Why this matters: The PC market ain't what it used to be, but Chromebooks are surging in popularity. Google recently claimed that Chromebooks now account for 50 percent of sales to education institutions in the U.S., according to OMG Chrome. Microsoft has also noticed this trend and went after the growing popularity of Chromebooks during IFA Berlin in September. During the trade show, Windows PC makers--who also happen to be Chromebook makers--announced a bunch of dirt cheap, low-spec Windows laptops to compete with Chrome OS devices.
More than just a browser in a box
Chromebooks started out as devices that were more or less useless without an Internet connection. Since then, however, Chrome OS has morphed into a more powerful platform with offline functionality, a special version of Adobe Photoshop, a growing catalog of desktop-like apps, and deep integration with Android.
Add to that Google's popular suite of productivity apps from Gmail to Google Drive and it's easy to see why Chromebooks are becoming more popular. The fact that they're very inexpensive and easy-peasy to maintain surely helps as well.
Further reading: ARM vs. Intel: Why chipmakers want your Chromebook's brains
Not content with just Chromebooks, Google is also expanding Chrome OS functionality into other platforms. This is especially true for Windows, where anyone running Windows 8.1 can run Chrome in modern UI mode, where it basically transforms into a Windows-friendly version of Chrome OS.
Allowing people to become comfortable using the Chrome ecosystem within a PC platform they're already used to could earn Google a few more converts to Chrome OS over time.

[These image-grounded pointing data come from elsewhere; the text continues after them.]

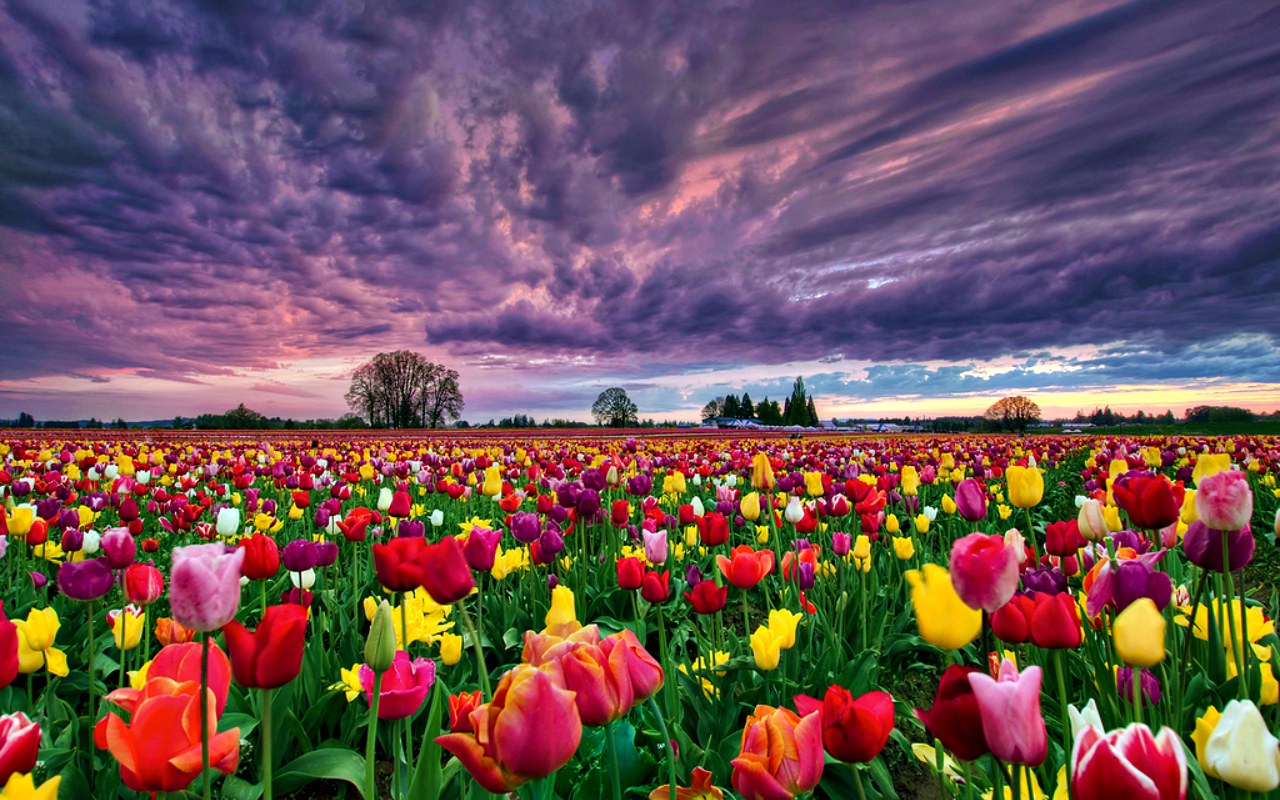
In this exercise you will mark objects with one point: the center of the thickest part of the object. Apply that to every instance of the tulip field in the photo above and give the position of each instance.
(688, 616)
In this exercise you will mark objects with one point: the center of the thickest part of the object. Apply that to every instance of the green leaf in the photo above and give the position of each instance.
(333, 764)
(428, 778)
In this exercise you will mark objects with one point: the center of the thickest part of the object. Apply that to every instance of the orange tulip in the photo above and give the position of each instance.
(781, 754)
(159, 749)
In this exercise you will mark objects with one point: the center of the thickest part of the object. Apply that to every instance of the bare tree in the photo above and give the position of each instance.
(403, 389)
(1014, 412)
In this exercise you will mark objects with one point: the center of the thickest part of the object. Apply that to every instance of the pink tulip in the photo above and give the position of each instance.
(984, 571)
(1128, 763)
(1224, 501)
(204, 585)
(1010, 713)
(19, 741)
(403, 688)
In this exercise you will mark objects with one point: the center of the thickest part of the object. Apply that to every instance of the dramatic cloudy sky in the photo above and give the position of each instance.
(918, 205)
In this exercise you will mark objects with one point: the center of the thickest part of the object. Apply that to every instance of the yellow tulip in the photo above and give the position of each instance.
(767, 648)
(1210, 465)
(36, 643)
(127, 626)
(492, 481)
(762, 472)
(784, 624)
(1139, 634)
(451, 649)
(813, 484)
(562, 617)
(1025, 487)
(23, 787)
(1111, 515)
(942, 617)
(909, 483)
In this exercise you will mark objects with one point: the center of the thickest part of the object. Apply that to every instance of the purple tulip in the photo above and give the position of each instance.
(85, 580)
(74, 539)
(525, 528)
(298, 556)
(639, 485)
(1150, 686)
(411, 528)
(693, 575)
(970, 501)
(841, 544)
(327, 553)
(551, 542)
(593, 479)
(204, 585)
(1203, 545)
(588, 504)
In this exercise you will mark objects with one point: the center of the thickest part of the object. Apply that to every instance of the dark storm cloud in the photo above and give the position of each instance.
(196, 188)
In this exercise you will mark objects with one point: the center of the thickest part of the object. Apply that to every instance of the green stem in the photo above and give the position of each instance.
(666, 741)
(266, 744)
(371, 739)
(858, 782)
(204, 718)
(475, 641)
(92, 695)
(1059, 662)
(613, 762)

But let's not be too bullish. It's still early days for the Chromebook, and fighting Microsoft on its home turf of the PC market rarely turns out well. As ABI points out, Chromebooks could turn out to be just another fad like netbooks before them, especially once a wave of low-cost, Windows 8.1 with Bing-powered laptops flood the market.
But netbooks were killed by tablets, not Microsoft. And unlike netbooks, Chromebooks are full-sized laptops that are well-designed (Er, at least the latest models). Add to that the Chromebook's low pricing--not to mention Google's major investment in the Chrome OS platform--and it's hard to see Chromebooks disappearing overnight the way netbooks did.